The US Medicare programme has yet to get a grip on spending for physician-administered speciality drugs. A congressional advisory panel is attempting to do so in a recommendation to trim reimbursement rates and encourage drug competition ahead of a transition to competitive bidding.
Pharmaceutical manufacturers and oncology clinics oppose the proposal, which would need congressional approval and a presidential signature to be enacted. But with drug prices remaining a high-profile political topic thanks, among other things, to President Donald Trump’s threats the panel’s recommendation could make it into cost-control legislation.
The proposal restarts the debate on controlling spending in part B of the Medicare programme, which governs reimbursement to physician practices, outpatient clinics, nursing homes and other non-hospital institutions that treat Americans 65 and over. Medicare reimburses physicians at the average sales price (ASP) plus a 6% markup, although the rationale for the markup is unclear even among policymakers – however, the current framework is blamed for 9% annual spending growth.
These new recommendations from the congressional advisory committee called the Medicare Payment Advisory Commission (Medpac) are estimated to save the programme $250-750m a year. Medicare spent about $25bn on drugs in part B of the programme in 2015.
Last year, the Centers for Medicare and Medicaid Services (CMS) proposed and then shelved a plan to cut the markup to 2.5% and add a flat fee of $16.80, a plan that the agency said would reduce the margin on high-cost drugs and increase the incentive to use lower-cost alternatives (Medicare opens limited front in US pricing war, March 10, 2016).
A whack to the WAC
Medpac’s recommendation has similarities. It cuts the price for new, high-expenditure drugs where the ASP is calculated to be the same as the wholesale acquisition cost (WAC) – essentially the list price of the drug – to WAC plus 3%.
For drugs using the ASP benchmark, the commission does not recommend eliminating the 6% markup but does propose requiring rebates for drugs where price increases exceed an inflation benchmark like the consumer price index. To enable better monitoring of ASP increases, Medpac recommends more robust enforcement of price reporting.
Furthermore, Medpac proposes a single billing code for biologics and their biologic competitors to enable price competition for off-patent agents.
These are all short-term measures recommended for implementation in 2018. The commission’s work also takes a longer view, proposing a transition to a “drug value programme” that would resuscitate competitive bidding in this sector.
Value through competitive bidding
By 2022, Medpac recommends that Medicare contract with pharmacy benefit managers (PBMs) to negotiate prices with pharmaceutical manufacturers and supply doctors’ offices – prices could be no higher than the ASP for a given drug. This would resume a competitive bidding effort that was deferred in 2008 after it failed to reduce costs and struggled to enrol physicians (Vantage point – Price restraint talks hit reality bump, April 12, 2017).

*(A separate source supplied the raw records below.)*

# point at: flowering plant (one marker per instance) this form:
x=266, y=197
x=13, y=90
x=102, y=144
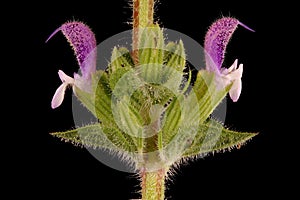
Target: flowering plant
x=149, y=109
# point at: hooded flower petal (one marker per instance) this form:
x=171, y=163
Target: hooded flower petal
x=60, y=92
x=83, y=41
x=216, y=40
x=235, y=90
x=233, y=75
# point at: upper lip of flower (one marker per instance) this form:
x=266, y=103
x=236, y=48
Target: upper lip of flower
x=83, y=41
x=216, y=40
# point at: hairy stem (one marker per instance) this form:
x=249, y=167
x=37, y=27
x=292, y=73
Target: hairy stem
x=153, y=184
x=142, y=17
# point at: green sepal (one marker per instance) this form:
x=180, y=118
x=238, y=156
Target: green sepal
x=213, y=137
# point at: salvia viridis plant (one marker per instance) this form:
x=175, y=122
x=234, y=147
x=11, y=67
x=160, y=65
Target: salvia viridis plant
x=149, y=109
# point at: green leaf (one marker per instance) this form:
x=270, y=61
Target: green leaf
x=213, y=137
x=151, y=45
x=97, y=136
x=91, y=136
x=171, y=122
x=120, y=59
x=175, y=56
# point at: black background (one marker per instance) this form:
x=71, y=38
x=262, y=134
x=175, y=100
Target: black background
x=44, y=166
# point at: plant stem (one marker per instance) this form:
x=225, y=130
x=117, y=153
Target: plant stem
x=153, y=184
x=142, y=17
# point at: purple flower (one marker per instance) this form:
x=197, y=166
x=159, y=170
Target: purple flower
x=83, y=41
x=216, y=40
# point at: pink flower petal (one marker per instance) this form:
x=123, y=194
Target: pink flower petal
x=235, y=90
x=59, y=96
x=83, y=41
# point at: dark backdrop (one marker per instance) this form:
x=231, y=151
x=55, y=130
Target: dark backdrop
x=47, y=167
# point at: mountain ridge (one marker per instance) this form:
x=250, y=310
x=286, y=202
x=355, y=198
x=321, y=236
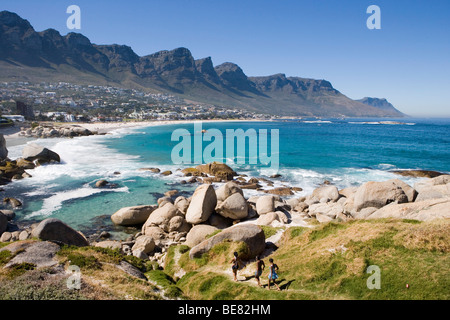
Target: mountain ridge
x=35, y=56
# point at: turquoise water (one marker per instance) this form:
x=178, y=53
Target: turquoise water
x=345, y=152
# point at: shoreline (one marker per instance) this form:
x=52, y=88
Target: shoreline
x=13, y=133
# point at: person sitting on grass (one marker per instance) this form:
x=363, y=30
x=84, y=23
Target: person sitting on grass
x=273, y=274
x=235, y=264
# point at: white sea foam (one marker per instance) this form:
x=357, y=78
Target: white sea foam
x=317, y=121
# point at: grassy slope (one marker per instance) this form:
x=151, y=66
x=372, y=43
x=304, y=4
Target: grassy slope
x=330, y=262
x=326, y=262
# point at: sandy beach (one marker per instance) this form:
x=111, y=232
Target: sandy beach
x=13, y=137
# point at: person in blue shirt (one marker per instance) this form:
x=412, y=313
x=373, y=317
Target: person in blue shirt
x=273, y=274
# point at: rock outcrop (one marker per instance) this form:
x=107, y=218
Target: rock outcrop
x=129, y=216
x=202, y=204
x=55, y=230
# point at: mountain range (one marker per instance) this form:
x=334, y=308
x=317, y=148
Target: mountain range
x=28, y=55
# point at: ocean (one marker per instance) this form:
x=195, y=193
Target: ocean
x=346, y=152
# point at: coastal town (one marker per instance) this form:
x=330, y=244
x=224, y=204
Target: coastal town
x=67, y=102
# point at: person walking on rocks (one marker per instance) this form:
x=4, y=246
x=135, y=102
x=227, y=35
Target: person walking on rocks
x=235, y=264
x=273, y=274
x=259, y=269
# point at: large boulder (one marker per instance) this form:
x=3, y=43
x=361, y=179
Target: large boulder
x=378, y=194
x=227, y=190
x=252, y=235
x=422, y=210
x=156, y=233
x=234, y=207
x=32, y=152
x=265, y=204
x=329, y=209
x=55, y=230
x=198, y=234
x=202, y=204
x=161, y=216
x=274, y=219
x=330, y=193
x=410, y=192
x=182, y=204
x=144, y=243
x=217, y=169
x=179, y=224
x=132, y=215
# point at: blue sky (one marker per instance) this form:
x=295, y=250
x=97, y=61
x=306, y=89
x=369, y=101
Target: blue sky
x=407, y=61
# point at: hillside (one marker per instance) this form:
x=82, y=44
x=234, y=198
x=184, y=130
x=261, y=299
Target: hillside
x=27, y=55
x=330, y=262
x=327, y=261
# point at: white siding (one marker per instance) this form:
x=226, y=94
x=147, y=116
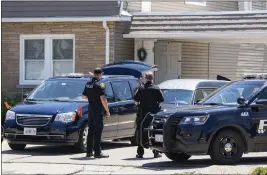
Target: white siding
x=259, y=5
x=195, y=60
x=131, y=6
x=181, y=6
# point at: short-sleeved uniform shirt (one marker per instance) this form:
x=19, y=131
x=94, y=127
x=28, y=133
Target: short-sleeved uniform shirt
x=149, y=96
x=93, y=90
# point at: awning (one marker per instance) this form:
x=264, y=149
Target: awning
x=202, y=25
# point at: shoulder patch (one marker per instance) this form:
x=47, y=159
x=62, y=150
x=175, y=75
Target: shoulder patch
x=102, y=85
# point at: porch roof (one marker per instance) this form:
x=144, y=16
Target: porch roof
x=199, y=25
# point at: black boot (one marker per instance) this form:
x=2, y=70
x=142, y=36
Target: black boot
x=139, y=156
x=156, y=154
x=101, y=155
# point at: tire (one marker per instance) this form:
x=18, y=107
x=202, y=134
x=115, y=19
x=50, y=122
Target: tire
x=134, y=139
x=227, y=147
x=17, y=147
x=81, y=145
x=178, y=157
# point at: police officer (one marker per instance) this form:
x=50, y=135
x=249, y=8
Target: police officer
x=94, y=91
x=148, y=97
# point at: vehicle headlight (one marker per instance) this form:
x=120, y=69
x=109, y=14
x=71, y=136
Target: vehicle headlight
x=65, y=117
x=195, y=120
x=10, y=115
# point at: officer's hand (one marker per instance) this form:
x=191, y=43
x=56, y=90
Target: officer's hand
x=107, y=115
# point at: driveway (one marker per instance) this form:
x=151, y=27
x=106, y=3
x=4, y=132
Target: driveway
x=64, y=160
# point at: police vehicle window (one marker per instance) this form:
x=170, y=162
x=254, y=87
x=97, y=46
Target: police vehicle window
x=59, y=90
x=134, y=85
x=263, y=96
x=177, y=96
x=109, y=92
x=230, y=94
x=199, y=95
x=122, y=90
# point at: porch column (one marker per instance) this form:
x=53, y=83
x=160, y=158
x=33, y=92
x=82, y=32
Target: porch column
x=148, y=45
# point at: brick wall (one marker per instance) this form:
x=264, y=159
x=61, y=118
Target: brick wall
x=90, y=41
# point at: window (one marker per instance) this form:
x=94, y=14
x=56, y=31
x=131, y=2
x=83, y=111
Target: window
x=196, y=2
x=109, y=93
x=122, y=90
x=134, y=85
x=45, y=56
x=263, y=96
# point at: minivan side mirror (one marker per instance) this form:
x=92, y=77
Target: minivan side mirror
x=262, y=102
x=25, y=95
x=241, y=101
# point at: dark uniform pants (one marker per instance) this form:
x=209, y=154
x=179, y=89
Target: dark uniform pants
x=143, y=135
x=95, y=123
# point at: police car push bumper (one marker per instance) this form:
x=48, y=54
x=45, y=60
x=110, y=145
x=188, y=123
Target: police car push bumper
x=177, y=135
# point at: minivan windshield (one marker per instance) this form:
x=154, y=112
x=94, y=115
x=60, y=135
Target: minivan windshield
x=59, y=90
x=180, y=96
x=229, y=94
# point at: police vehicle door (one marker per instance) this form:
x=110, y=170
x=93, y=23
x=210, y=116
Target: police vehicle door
x=126, y=108
x=110, y=125
x=259, y=119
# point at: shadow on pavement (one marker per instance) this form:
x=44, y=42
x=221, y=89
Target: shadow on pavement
x=198, y=163
x=61, y=150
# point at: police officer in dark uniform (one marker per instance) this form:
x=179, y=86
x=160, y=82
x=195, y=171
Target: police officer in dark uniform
x=148, y=97
x=94, y=91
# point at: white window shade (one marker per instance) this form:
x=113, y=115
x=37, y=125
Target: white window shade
x=45, y=56
x=196, y=2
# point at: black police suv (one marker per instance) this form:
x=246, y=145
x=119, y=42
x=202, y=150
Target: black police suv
x=229, y=122
x=49, y=114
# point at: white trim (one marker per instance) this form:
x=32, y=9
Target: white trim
x=105, y=26
x=203, y=3
x=146, y=6
x=67, y=19
x=246, y=37
x=198, y=13
x=48, y=61
x=245, y=6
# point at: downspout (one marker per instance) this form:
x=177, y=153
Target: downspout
x=107, y=41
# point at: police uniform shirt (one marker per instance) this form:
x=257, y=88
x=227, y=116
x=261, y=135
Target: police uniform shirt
x=93, y=90
x=149, y=96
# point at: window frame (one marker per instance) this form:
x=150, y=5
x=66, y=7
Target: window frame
x=204, y=3
x=48, y=55
x=115, y=93
x=200, y=88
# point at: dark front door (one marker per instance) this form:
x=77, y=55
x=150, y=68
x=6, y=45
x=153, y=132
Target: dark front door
x=259, y=120
x=126, y=108
x=111, y=125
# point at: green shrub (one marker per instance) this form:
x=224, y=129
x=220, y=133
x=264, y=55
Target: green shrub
x=260, y=171
x=12, y=101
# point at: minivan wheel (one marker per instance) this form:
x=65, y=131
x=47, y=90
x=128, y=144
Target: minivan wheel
x=178, y=157
x=17, y=147
x=81, y=145
x=227, y=147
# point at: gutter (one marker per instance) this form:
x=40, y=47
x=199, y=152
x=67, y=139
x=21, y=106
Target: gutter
x=107, y=41
x=68, y=19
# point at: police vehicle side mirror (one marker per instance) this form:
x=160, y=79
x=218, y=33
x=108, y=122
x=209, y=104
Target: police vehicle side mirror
x=241, y=101
x=262, y=102
x=25, y=95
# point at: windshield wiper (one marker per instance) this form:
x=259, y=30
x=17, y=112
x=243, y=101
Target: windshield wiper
x=31, y=100
x=212, y=104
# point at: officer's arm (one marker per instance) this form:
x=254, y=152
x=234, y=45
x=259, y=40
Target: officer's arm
x=137, y=95
x=103, y=98
x=160, y=96
x=84, y=94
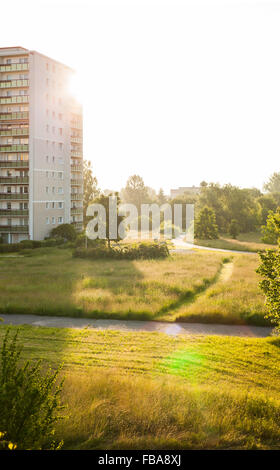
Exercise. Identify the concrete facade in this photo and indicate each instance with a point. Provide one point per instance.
(41, 146)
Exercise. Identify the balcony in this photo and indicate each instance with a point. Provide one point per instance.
(14, 179)
(14, 83)
(14, 228)
(13, 212)
(14, 99)
(14, 148)
(14, 196)
(77, 182)
(14, 67)
(76, 168)
(14, 116)
(14, 164)
(76, 210)
(12, 131)
(76, 197)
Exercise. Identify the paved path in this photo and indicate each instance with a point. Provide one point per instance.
(129, 325)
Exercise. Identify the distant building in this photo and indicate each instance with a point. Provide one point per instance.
(41, 146)
(182, 190)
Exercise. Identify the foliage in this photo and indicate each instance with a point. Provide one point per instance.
(28, 404)
(90, 188)
(205, 225)
(66, 231)
(234, 228)
(132, 251)
(271, 231)
(270, 284)
(273, 184)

Medpac recommends that Medicare empower the PBMs to set formularies and manage access through prior authorisation and step therapy – CMS’s earlier competitive bidding effort had an open formulary, which limited the PBMs’ power to negotiate lower prices.
Medicare will then reimburse physicians at the price established by the PBM that supplies them, along with an administrative fee paid to the PBM. Enrolee cost-sharing would be based on the price paid by the vendor, reducing their financial exposure.
The plan has gained opposition from the Pharmaceutical Research and Manufacturers of America (PhRMA) and the Community Oncology Alliance, which say the cut to the add-on will make it cost-prohibitive to continue to provide drug administration to patients and drive treatment into the more expensive hospital setting. PhRMA also said the drug value programme would limit access for beneficiaries unnecessarily because the ASP mechanism has yielded price moderation.
Whatever the case, the Medpac recommendation does not propose a revival of a separate plan under the aborted CMS part B plan last year to transition to “value-based pricing” – such as reimbursement based on real-world outcomes, indication specific payment, or compensation only for patients who respond to medication.
Taking the less complex road of competitive bidding rather than value-based pricing may be attractive to lawmakers as well as the White House. In the big picture, Mr Trump is looking for $900bn in health care savings over 10 years to help pay for tax reform – a proposal that saves up to $750m a year will help get him there.